Well I know that the derivative of cos(*x*) is -sin(*x*), so I can plug that in and simplify this equation to get *f`(x)*= -3(sin(*x*)cos^2(*x*).

## Fourth Example

Let’s do one more example. Let’s say *f(x)*=*x*^2 times the natural log (ln) of *x*. Well in this case, *x*^2 is like one function of *x* and the natural log of *x* is another, so I know I should use the product rule.

The product rule says that if you’re looking for the derivative of *u* times *v* that are both functions of *x*, the derivative is *uv`* + *vu`*, which is the first times the derivative of the second, plus the second times the derivative of the first. In our case, the first is *x*^2 and the second is ln(*x*). So let’s plug our functions into this rule.
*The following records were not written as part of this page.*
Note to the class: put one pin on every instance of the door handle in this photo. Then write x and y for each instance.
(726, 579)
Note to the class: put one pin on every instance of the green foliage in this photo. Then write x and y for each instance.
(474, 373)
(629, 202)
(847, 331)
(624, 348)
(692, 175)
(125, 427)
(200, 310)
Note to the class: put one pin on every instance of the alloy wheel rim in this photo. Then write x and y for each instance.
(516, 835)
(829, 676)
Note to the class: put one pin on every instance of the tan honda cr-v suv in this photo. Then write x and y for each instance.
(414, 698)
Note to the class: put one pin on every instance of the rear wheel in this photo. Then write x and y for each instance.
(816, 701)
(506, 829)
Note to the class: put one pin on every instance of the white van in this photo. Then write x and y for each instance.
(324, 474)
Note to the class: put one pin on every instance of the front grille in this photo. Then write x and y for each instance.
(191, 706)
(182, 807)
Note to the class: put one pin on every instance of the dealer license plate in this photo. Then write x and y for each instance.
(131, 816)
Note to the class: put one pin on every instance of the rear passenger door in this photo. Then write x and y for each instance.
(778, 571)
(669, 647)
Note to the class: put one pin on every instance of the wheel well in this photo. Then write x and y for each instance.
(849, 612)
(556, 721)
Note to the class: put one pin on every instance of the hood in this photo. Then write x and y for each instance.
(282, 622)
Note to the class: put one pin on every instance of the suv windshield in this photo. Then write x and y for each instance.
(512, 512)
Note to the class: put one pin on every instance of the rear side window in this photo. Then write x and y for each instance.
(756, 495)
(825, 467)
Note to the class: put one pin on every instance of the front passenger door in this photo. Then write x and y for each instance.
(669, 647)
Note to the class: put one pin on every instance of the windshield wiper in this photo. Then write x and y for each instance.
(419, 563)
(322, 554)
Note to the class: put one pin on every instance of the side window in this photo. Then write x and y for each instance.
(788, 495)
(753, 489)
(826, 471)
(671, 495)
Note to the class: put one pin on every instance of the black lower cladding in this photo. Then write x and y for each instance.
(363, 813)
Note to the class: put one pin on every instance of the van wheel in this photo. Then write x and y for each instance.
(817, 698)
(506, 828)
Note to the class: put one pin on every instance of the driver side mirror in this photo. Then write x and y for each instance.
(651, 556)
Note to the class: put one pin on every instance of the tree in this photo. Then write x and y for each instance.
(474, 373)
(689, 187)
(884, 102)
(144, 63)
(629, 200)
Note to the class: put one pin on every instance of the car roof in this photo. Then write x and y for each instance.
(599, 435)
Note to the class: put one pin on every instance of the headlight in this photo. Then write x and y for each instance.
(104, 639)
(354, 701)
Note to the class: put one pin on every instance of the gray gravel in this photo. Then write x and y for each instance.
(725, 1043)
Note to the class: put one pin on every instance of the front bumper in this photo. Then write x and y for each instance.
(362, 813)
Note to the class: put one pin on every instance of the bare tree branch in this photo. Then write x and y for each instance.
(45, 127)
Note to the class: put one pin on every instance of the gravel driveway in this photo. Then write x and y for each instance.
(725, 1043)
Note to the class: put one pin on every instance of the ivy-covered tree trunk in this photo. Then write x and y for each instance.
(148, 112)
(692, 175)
The first, *x*^2, times the derivative (*d/dx*) of the second, ln(*x*), plus the second, ln(*x*), times the derivative of the first, *d/dx(x^2)*. I’m going to use my rules for the derivative of ln(*x*) being 1/*x*, and the derivative of *x^n* is *nx*^(*n*-1) and find that *x*^2*d/dx*(ln(*x*)) is *x*^2(1/*x*)). My second term we said was ln(*x*)*d/dx(x*^2); I get ln(*x*)2*x*.

Let’s simplify.

We’ll knock out this *x* and one of these 2*x*s, and let’s put this 2*x* on the left side of ln(*x*). So *f`x*=*x* + 2*xln(*x*). You could leave it like this, but in general, you’re going to want to simplify this a little further by factoring out an *x*. There’s an *x* in both terms, so I’m going to divide both terms by *x* and put it on the outside, so I have *x*(1 + 2ln(*x*)).*

## Lesson Summary

Let’s review.

There are a few formulas that you need to remember for calculating the derivatives. You should know what the derivative is of a constant, of a power like *x*^*n*, of any kind of exponential like *e*^*x*, or log like the natural log of *x*, and you should know some of the common trig derivatives, such as sin(*x*), cos(*x*) and tan(*x*). Once you get those formulas down, you should always remember the three most important derivative rules. One is the **product rule**, the second is the **quotient rule** and the third is the **chain rule**.

But the absolute most important thing that you can remember about derivatives, that will always help you when you’re thinking about derivatives, is that the derivative is a rate of change. So the derivative is the slope of the tangent to your function.